Selon des statistiques publiées récemment, depuis le début de 2026, l’Azerbaïdjan a fortement réduit, voire quasiment supprimé, ses importations de pétrole en provenance de Russie. Ainsi, de janvier à mai de cette année, l’Azerbaïdjan a acheté à l’étranger 69.000 tonnes de pétrole pour un montant de 37,5 millions de dollars américains. Par rapport à la même période de 2025, le volume physique des livraisons a diminué de 9,3 fois, tandis que leur valeur a été réduite de 8,4 fois. La Russie a été le principal fournisseur, représentant 93,1 % de l’ensemble des importations, soit 64,63 milliers de tonnes pour 33,66 millions de dollars. Les achats en provenance de Russie ont diminué de 9,3 fois en volume et de 8,7 fois en valeur. En mai 2026, aucune matière première en provenance de Russie n’a été livrée. La part restante a été importée du Kazakhstan : 4,79 milliers de tonnes pour une valeur de 3,84 millions de dollars.
Cette année, comme le montrent les chiffres, l’Azerbaïdjan a fortement réduit ses importations de pétrole russe.

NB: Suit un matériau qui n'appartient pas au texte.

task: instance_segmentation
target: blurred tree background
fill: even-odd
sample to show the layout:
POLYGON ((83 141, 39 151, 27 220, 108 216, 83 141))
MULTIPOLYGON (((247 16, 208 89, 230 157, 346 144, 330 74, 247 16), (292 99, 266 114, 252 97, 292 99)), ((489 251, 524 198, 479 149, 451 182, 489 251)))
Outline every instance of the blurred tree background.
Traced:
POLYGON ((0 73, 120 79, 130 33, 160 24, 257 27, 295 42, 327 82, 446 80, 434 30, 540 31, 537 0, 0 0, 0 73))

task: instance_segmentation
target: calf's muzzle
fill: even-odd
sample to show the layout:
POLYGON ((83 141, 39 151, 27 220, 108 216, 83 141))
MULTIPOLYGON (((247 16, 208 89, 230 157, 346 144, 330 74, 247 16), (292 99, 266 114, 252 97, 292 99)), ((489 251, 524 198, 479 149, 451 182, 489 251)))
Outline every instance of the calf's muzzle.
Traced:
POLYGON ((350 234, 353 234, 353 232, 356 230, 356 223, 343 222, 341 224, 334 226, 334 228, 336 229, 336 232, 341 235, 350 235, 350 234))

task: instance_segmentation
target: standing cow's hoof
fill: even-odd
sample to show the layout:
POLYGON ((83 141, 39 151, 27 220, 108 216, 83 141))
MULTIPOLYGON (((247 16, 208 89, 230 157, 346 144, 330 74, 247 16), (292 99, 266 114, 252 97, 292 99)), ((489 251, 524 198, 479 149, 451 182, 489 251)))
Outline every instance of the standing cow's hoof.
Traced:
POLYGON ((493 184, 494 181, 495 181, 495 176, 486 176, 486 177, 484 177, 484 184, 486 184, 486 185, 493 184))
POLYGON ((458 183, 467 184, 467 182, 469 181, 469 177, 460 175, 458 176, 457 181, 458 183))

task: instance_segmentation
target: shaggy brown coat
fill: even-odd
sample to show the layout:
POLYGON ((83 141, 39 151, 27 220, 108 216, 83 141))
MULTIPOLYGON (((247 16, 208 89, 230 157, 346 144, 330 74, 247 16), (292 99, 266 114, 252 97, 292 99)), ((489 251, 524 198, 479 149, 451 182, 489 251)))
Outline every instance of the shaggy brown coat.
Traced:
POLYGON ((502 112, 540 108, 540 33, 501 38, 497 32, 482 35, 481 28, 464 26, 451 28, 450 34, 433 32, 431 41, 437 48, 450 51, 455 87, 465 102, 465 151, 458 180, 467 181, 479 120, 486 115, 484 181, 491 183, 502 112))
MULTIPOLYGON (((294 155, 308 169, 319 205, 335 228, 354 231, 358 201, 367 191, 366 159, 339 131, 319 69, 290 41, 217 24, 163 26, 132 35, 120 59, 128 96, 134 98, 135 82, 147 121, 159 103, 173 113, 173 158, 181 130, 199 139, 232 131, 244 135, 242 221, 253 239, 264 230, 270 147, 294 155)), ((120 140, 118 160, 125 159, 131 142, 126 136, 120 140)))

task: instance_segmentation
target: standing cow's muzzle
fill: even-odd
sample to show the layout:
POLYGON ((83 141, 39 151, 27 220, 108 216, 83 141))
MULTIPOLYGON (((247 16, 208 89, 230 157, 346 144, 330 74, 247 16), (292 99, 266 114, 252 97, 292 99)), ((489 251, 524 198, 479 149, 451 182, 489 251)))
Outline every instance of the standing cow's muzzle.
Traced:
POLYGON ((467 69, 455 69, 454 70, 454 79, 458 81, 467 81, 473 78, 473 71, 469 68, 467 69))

En effet, bien qu’étant lui-même exportateur de pétrole, l’Azerbaïdjan importait périodiquement du brut de Russie ou du Kazakhstan. Cela s’explique par les différences de prix traditionnellement observées sur le marché entre le pétrole russe Urals, le pétrole kazakh CPC Blend et le pétrole léger azerbaïdjanais Azeri Light. Selon la situation du marché, l’Azerbaïdjan achète du pétrole brut moins cher auprès des pays voisins et le mélange à son propre pétrole avant de le raffiner. Cette pratique permet de réduire le coût de production des produits pétroliers dans le pays et, par conséquent, d’accroître les exportations de pétrole léger azerbaïdjanais de haute qualité.
Et c’est ici que nous arrivons au point le plus intéressant. Comme on le sait, le projet de loi préparé par le défunt sénateur républicain Lindsey Graham, qui prévoit des « sanctions infernales » contre la Russie, a récemment été soumis au vote au Sénat. Ce projet prévoit l’imposition par les États-Unis de droits de douane de 100 % à l’encontre des cinq principaux importateurs de pétrole russe, ainsi que d’autres sanctions, notamment des restrictions visant la « flotte fantôme ».
Le texte ne désigne pas explicitement les cinq principaux importateurs de pétrole russe, mais établit des critères permettant de les sélectionner. Le choix des pays concernés sera laissé à la discrétion du département du Trésor américain. Certains médias occidentaux, citant des collaborateurs de sénateurs, ont mentionné dans leurs articles sur le projet de loi l’Azerbaïdjan parmi les cinq principaux importateurs de pétrole russe. Pourtant, les volumes de pétrole importés de Russie par l’Azerbaïdjan l’année dernière ne justifient pas son inclusion dans cette catégorie.
Cette année, comme le montrent les chiffres, l’Azerbaïdjan a fortement réduit ses importations de pétrole russe et les a même totalement interrompues en mai. Les statistiques pour juin et juillet ne sont pas encore disponibles, mais on peut supposer que cette tendance se poursuivra.
Le projet de loi sur les « sanctions infernales » contre la Russie n’a pas encore été examiné par la Chambre des représentants. S’il est approuvé par la chambre basse du Congrès, il devra être signé par le président Donald Trump pour entrer en vigueur.
Quoi qu’il en soit, même si le projet de loi est adopté par le Congrès et signé par le président, rien ne permet de penser qu’il présenterait un risque pour l’Azerbaïdjan. D’autant plus aujourd’hui, alors que les importations de pétrole russe par l’Azerbaïdjan ont été réduites au minimum, voire complètement interrompues.